I need some advice on garden benches that I can use for my orchids during their outdoor summer vacation. The plants will be on a concrete slab under 50% shade cloth and preferably tiered benches would be best such that water cascading off of one tier does not directly hit the tier below. The greenhouse type metal benches look good but are expensive (freight is a killer) and size limited (e.g., typically 8 feet wide which is too long for my more limited space). Any suggestions/sources (short of building it yourself...I am not super handy!) would be appreciated.
Thanks in advance.


----------



## SlipperFan (Sep 6, 2016)

Try Green Barn: http://shop.greenbarnorchid.com/ They have 3 & 4 tier benches. Not cheap, but well made.

Also Bactra: http://www.plantstandfactory.com

I have both kinds and am quite happy with them.


----------



## Migrant13 (Sep 6, 2016)

Thanks for the advice Dot.


----------



## littlefrog (Sep 7, 2016)

Honestly you don't have to be super handy to build one... Last time I build a tiered bench (long time ago), I just bought some staircase stringers (pre-cut lumber for building stairs), and some 2x4s for legs, and covered it with hardware cloth (wire mesh). You could probably get the lumber store to cut things to the right lengths, and just assemble them with screws (or nails, I like screws better). Just a thought.

Second thought. Stacks of concrete blocks with some 2x6s or 2x8s on top (the way a lot of our local garden plant nurseries 'build' benches).


----------



## SlipperFan (Sep 7, 2016)

littlefrog said:


> Honestly you don't have to be super handy to build one... Last time I build a tiered bench (long time ago), I just bought some staircase stringers (pre-cut lumber for building stairs), and some 2x4s for legs, and covered it with hardware cloth (wire mesh). You could probably get the lumber store to cut things to the right lengths, and just assemble them with screws (or nails, I like screws better). Just a thought.
> 
> Second thought. Stacks of concrete blocks with some 2x6s or 2x8s on top (the way a lot of our local garden plant nurseries 'build' benches).

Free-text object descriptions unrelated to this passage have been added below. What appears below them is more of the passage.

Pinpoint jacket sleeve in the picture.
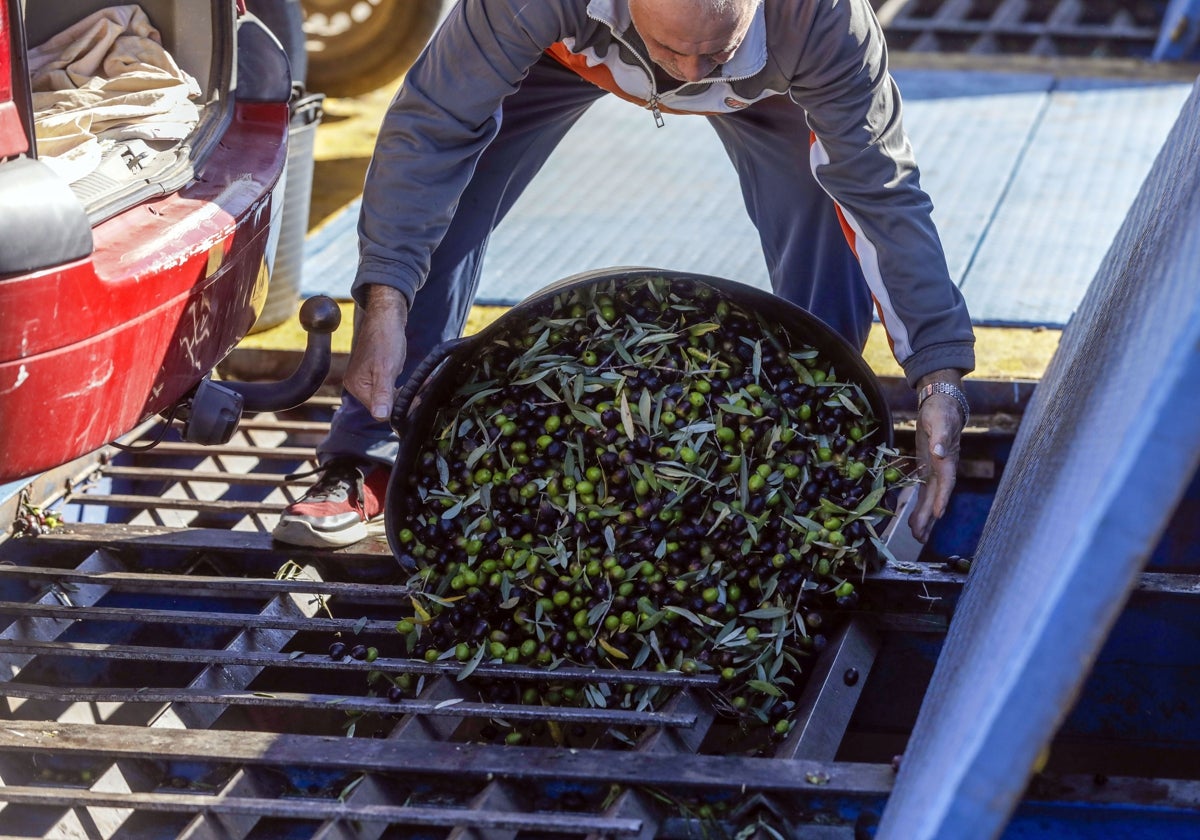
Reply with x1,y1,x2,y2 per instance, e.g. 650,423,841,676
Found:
351,0,570,308
784,0,975,386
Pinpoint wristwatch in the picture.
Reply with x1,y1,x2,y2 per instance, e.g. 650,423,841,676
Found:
917,381,970,427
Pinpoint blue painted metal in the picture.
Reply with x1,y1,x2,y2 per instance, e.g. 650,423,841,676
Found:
1057,597,1200,750
1153,0,1200,61
1006,804,1200,839
877,79,1200,839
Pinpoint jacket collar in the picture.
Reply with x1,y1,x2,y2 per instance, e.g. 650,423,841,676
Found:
586,0,768,80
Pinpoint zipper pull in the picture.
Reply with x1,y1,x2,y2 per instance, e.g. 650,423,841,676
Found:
650,99,665,128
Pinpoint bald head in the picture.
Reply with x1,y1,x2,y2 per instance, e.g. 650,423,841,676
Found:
629,0,759,83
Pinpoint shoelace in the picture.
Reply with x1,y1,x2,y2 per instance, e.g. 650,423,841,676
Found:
285,462,366,511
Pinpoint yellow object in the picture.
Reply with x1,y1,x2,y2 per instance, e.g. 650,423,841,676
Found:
239,302,1058,383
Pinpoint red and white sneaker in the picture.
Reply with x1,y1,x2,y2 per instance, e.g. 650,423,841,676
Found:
272,459,390,548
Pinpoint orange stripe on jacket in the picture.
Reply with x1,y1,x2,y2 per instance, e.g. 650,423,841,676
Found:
812,130,892,352
545,43,724,117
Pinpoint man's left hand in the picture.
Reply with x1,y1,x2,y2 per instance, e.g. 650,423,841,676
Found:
908,369,968,543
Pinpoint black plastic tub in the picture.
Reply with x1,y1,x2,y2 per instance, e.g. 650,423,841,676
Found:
384,266,893,559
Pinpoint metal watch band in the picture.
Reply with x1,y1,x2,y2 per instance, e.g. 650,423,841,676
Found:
917,381,970,427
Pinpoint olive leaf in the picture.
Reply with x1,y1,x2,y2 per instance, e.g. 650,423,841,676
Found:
619,392,636,440
746,679,784,697
457,643,488,680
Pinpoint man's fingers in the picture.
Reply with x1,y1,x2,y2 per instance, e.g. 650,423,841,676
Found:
345,359,399,421
907,380,967,544
351,367,399,421
370,388,393,421
931,457,957,519
908,486,935,543
909,438,958,543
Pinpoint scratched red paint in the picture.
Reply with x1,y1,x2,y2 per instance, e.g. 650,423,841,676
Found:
0,101,289,483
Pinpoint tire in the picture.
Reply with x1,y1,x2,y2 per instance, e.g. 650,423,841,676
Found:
300,0,444,97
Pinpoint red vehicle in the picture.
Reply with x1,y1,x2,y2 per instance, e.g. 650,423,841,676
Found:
0,0,336,485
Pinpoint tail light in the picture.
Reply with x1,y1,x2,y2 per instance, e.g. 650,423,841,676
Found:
0,0,30,157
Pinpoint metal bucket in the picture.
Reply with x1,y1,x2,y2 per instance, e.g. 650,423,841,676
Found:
384,267,892,558
251,90,325,333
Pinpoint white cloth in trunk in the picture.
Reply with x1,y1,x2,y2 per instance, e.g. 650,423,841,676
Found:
28,4,201,184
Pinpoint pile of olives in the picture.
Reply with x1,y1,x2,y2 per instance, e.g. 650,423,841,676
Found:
385,276,907,735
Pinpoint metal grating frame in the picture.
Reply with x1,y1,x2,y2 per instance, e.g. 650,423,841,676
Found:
873,0,1176,60
55,396,340,536
5,372,1200,836
0,512,913,836
0,377,1035,838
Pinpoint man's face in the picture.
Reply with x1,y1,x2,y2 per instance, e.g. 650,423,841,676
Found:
629,0,757,83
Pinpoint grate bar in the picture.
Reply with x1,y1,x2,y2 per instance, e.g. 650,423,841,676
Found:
0,553,123,674
452,780,522,840
0,600,398,634
9,523,398,559
97,466,317,487
0,565,406,602
2,683,702,728
885,20,1158,39
776,618,880,761
176,768,291,840
64,494,287,514
222,417,335,434
0,786,644,834
0,719,899,795
328,677,484,839
870,0,1185,60
160,583,324,731
111,442,318,460
589,690,716,840
0,639,722,686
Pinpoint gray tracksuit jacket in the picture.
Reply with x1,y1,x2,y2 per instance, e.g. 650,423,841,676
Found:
354,0,976,385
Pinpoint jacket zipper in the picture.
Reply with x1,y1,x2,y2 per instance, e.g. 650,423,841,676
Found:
607,26,668,127
592,11,763,128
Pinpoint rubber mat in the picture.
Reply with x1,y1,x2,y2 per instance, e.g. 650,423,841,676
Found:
301,69,1194,328
877,78,1200,839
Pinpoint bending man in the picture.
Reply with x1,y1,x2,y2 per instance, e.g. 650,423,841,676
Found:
272,0,976,549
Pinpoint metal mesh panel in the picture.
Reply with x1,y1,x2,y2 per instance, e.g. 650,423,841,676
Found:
878,78,1200,838
3,386,975,837
873,0,1172,59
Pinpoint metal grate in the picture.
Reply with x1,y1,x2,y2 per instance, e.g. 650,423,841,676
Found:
0,520,951,837
0,376,1056,837
5,375,1199,835
56,396,339,536
873,0,1173,59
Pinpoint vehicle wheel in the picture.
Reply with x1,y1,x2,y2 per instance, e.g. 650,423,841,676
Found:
300,0,444,97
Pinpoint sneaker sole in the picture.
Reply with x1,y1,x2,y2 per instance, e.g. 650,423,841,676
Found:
271,517,386,549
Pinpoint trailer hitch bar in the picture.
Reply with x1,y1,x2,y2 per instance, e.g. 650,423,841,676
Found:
177,295,342,445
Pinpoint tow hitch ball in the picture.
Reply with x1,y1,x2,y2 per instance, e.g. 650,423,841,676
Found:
176,295,342,445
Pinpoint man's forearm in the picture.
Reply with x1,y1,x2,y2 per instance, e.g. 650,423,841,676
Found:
915,368,963,390
365,283,410,317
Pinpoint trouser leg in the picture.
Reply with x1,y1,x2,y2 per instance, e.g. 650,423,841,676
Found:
319,58,606,466
706,98,873,350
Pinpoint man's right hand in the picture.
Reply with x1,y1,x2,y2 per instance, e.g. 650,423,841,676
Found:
345,284,410,421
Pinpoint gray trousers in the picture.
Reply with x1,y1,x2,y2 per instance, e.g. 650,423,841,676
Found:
319,56,870,467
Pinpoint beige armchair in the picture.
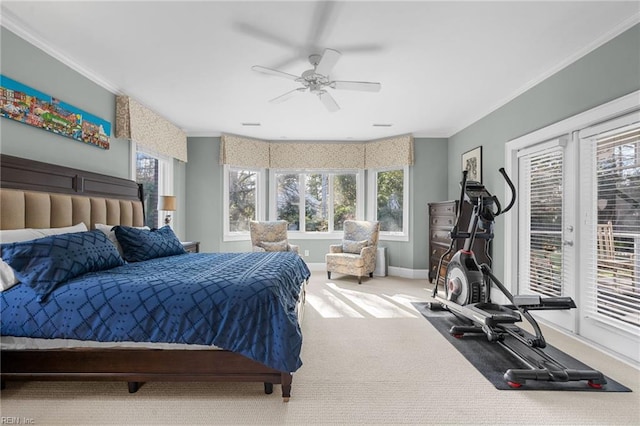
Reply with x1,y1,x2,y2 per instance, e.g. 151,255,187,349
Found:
326,220,380,284
249,220,299,254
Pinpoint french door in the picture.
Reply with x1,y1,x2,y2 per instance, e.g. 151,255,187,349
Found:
507,93,640,364
577,116,640,362
516,137,577,332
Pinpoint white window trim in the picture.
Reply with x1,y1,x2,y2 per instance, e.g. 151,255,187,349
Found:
269,168,364,239
131,141,174,228
223,164,265,241
367,165,410,242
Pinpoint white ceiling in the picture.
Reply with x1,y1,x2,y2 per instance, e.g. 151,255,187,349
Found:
2,1,638,141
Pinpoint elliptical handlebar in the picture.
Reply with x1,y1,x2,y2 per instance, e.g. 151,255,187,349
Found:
457,170,469,223
498,167,516,215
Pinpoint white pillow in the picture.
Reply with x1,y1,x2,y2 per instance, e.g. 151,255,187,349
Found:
0,260,17,291
0,222,88,243
0,223,88,291
94,223,150,256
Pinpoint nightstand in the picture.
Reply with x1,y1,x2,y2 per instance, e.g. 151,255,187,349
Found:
182,241,200,253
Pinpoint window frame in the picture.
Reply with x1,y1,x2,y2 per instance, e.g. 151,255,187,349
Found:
130,142,173,228
269,168,364,240
223,164,265,241
367,165,410,241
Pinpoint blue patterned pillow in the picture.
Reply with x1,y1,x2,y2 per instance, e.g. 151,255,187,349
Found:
0,229,124,301
114,225,186,262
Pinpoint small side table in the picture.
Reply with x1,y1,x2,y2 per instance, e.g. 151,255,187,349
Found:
182,241,200,253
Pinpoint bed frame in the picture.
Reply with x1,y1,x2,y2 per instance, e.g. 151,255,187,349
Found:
0,154,296,400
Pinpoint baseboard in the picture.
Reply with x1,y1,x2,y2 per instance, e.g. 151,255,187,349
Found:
306,263,429,280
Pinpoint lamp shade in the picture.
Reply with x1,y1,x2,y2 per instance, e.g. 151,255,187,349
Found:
158,195,177,211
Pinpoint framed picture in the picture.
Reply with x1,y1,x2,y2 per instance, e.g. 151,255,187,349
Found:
461,146,482,182
0,74,111,149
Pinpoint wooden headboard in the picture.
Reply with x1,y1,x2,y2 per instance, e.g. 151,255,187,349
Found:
0,154,145,230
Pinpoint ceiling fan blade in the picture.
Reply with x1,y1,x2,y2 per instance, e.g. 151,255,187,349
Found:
334,43,383,54
251,65,300,81
315,48,341,76
306,1,338,48
331,80,382,92
269,88,306,104
235,22,298,50
318,91,340,112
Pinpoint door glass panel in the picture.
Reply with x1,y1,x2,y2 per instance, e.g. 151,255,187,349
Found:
594,127,640,328
525,149,564,297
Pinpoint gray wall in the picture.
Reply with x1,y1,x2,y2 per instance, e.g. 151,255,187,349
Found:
447,23,640,282
0,27,187,239
185,135,449,269
1,28,129,178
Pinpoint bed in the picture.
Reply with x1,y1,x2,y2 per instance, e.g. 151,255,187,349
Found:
0,154,310,400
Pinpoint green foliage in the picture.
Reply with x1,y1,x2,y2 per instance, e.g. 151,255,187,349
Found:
228,169,256,232
377,170,403,232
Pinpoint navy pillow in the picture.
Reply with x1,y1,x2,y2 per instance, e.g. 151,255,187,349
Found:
1,229,124,301
114,225,186,262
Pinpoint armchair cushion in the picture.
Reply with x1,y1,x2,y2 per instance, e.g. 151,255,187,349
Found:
249,220,298,254
329,244,343,254
259,240,290,252
342,239,368,254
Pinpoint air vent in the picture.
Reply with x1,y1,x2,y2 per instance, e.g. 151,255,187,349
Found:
242,122,261,126
372,123,393,127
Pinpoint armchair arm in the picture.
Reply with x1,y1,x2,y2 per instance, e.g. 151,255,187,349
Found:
252,245,267,253
361,245,377,259
329,244,344,254
288,244,300,254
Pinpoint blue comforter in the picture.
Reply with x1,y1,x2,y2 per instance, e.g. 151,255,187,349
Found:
1,252,310,373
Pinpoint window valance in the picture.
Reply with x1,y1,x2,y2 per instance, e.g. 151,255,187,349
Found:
270,142,365,169
219,134,270,168
219,133,413,170
115,96,188,162
365,134,414,168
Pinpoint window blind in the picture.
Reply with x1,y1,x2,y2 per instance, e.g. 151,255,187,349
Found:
584,124,640,330
519,145,565,298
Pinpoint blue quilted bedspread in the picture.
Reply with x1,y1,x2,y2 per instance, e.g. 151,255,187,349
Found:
1,252,310,373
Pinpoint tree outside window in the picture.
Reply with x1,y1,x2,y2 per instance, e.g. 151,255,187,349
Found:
228,168,257,232
274,171,359,233
276,173,300,230
376,169,404,232
136,152,159,227
333,174,357,230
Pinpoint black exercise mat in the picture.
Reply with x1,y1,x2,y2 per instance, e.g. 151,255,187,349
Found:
412,302,631,392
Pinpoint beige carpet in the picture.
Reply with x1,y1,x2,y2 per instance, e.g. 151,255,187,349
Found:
1,272,639,425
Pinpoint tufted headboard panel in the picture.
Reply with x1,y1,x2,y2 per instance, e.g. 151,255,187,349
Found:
0,154,144,231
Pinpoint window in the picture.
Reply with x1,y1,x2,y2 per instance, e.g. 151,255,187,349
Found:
223,165,264,240
368,166,409,240
133,146,173,228
271,170,362,236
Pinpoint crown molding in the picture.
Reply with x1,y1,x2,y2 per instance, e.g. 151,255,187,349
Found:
1,9,123,95
449,12,640,138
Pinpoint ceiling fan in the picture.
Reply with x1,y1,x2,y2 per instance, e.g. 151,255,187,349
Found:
251,48,382,112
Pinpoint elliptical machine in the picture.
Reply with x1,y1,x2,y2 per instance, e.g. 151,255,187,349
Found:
429,168,606,389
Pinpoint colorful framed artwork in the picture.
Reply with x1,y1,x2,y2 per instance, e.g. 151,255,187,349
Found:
0,74,111,149
461,146,482,182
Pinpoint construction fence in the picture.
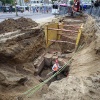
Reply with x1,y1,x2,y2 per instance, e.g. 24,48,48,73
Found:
32,6,52,13
86,6,100,17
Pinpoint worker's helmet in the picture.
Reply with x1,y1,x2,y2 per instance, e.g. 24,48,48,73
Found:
55,59,58,63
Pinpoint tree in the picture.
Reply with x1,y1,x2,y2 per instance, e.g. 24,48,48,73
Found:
51,0,57,4
0,0,6,4
6,0,14,4
0,0,14,5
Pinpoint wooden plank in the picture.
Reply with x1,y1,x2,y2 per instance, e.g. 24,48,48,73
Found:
75,24,83,51
58,33,77,39
58,23,63,40
59,24,80,28
48,39,75,44
48,28,78,33
44,25,48,47
45,23,58,47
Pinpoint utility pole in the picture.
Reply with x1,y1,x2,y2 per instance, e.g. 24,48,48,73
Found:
29,0,31,13
15,0,18,16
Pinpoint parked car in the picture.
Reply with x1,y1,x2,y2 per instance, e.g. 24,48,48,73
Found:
17,7,24,13
2,6,10,12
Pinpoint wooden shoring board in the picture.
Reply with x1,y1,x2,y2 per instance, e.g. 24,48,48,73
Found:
59,34,76,43
48,28,78,33
44,22,82,47
45,23,59,47
59,24,80,28
75,24,83,50
48,39,75,45
58,33,77,37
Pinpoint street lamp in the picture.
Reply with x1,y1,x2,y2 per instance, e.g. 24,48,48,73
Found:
15,0,18,16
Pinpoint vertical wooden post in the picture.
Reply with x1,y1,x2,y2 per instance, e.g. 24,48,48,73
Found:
58,22,63,40
75,24,83,51
44,25,48,47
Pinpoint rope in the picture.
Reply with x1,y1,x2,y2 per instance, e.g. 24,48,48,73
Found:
23,44,84,98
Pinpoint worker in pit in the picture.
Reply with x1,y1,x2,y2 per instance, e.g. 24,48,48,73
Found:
52,59,61,80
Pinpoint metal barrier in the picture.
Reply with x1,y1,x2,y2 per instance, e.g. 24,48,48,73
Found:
86,6,100,17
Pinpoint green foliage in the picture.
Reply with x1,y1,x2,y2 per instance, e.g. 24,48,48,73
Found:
1,0,14,4
70,0,74,5
51,0,57,4
7,0,14,4
0,0,6,4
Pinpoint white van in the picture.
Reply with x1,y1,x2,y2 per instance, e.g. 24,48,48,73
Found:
52,4,59,14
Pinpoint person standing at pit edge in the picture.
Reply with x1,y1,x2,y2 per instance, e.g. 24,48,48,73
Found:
73,0,80,12
52,59,61,80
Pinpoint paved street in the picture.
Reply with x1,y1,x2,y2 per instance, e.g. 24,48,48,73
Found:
0,11,55,23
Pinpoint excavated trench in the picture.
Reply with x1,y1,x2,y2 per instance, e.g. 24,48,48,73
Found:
0,16,86,100
34,54,70,85
42,16,100,100
31,17,85,84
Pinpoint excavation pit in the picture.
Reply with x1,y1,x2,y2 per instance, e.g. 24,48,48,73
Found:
0,16,86,100
34,53,70,85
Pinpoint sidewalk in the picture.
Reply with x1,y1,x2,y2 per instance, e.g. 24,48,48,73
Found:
0,11,54,23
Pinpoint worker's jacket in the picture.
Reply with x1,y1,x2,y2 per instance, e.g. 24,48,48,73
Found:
73,1,80,12
52,63,61,71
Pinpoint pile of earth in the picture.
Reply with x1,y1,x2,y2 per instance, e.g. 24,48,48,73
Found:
0,17,38,34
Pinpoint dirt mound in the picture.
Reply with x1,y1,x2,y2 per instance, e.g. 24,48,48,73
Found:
42,73,100,100
16,17,38,30
0,17,38,34
0,19,17,33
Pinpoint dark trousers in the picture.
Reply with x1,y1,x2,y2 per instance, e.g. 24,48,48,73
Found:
53,71,58,80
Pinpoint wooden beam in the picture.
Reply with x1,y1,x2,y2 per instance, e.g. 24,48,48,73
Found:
48,39,75,44
59,24,80,28
48,28,78,33
58,33,77,36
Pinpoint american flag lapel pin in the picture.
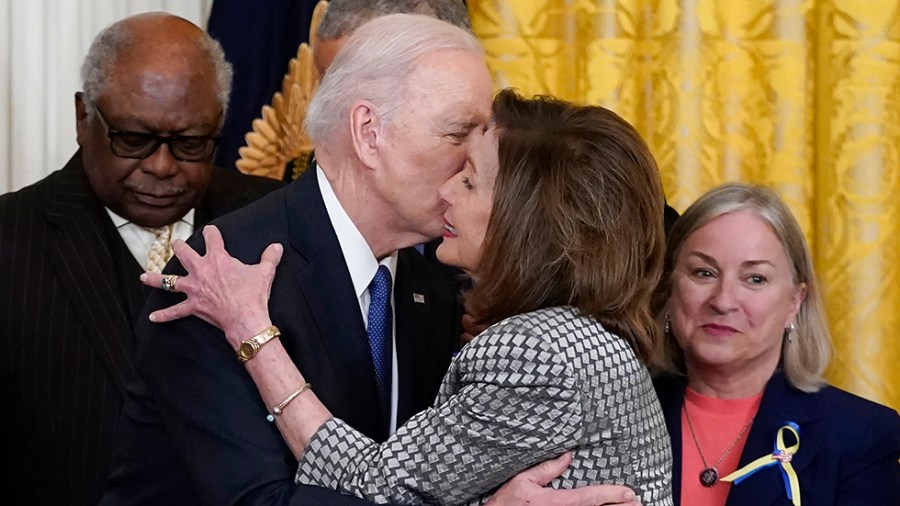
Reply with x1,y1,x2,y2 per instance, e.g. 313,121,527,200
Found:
413,293,426,304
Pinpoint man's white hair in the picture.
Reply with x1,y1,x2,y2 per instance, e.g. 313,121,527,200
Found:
304,13,483,150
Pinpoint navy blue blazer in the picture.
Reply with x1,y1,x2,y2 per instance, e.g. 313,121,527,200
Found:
101,168,461,505
655,372,900,506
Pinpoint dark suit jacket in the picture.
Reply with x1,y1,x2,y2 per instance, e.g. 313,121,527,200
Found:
655,372,900,506
663,202,679,236
0,152,282,506
101,167,461,505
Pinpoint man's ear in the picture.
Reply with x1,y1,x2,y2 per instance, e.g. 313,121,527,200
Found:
349,100,383,169
75,92,89,146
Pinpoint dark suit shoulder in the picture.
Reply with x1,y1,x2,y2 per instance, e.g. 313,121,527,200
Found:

Staircase stringers -- clever idea. You could also use the shelving for closets for the stair steps.


----------



## Ozpaph (Sep 9, 2016)

concrete blocks and a few planks = like littlefrog said


----------



## SlipperFan (Sep 9, 2016)

Ozpaph said:


> concrete blocks and a few planks = like littlefrog said



She wants tiers. Concrete blocks can get very heavy...


----------



## Migrant13 (Sep 9, 2016)

SlipperFan said:


> She wants tiers. Concrete blocks can get very heavy...



Plus my other half wants the benches and outdoor space to look as good as possible and since she puts up with mr orchid habit, I tend to oblige! Concrete blocks would not pass muster.


----------



## emydura (Sep 9, 2016)

I'm not sure in the US but in Australia benches are very expensive, especially if you need to buy a few so you really need to make your own. I don't know one end of a drill from the other but even I could build the bench below. You just need to join up steel pipes with the galvanised tee joiners to get the frame. This is incredibly strong. You can then buy the steel mesh to use as the bench. The mesh will only come in certain sizes so you may likely need to buy a $10 bolt cutter to cut the mesh to size. The design of the bench is only limited by your imagination.

If you were to buy a bench like this it would most likely come to you in parts which you would have to assemble yourself. So why bother spending four times the money when you can do it yourself. Just go to your local steel company where they will cut the steel pipes to the length you require and provide the joiners. 

The other advantage of building your own bench is you can build the size you require. I had a gap in my glasshouse which I have filled exactly therefore maximising my space.

I'm not sure if this setup interests you but here are some photos of the bench I recently built.


----------



## abax (Sep 9, 2016)

If I can build six and eight foot benches with hardware cloth and
pressure treated wood, you certainly can. I even made the last
bench with rollers on the legs so I can move it around a bit. If
a bit fancy is required, give the wood a nice coat of stain.


----------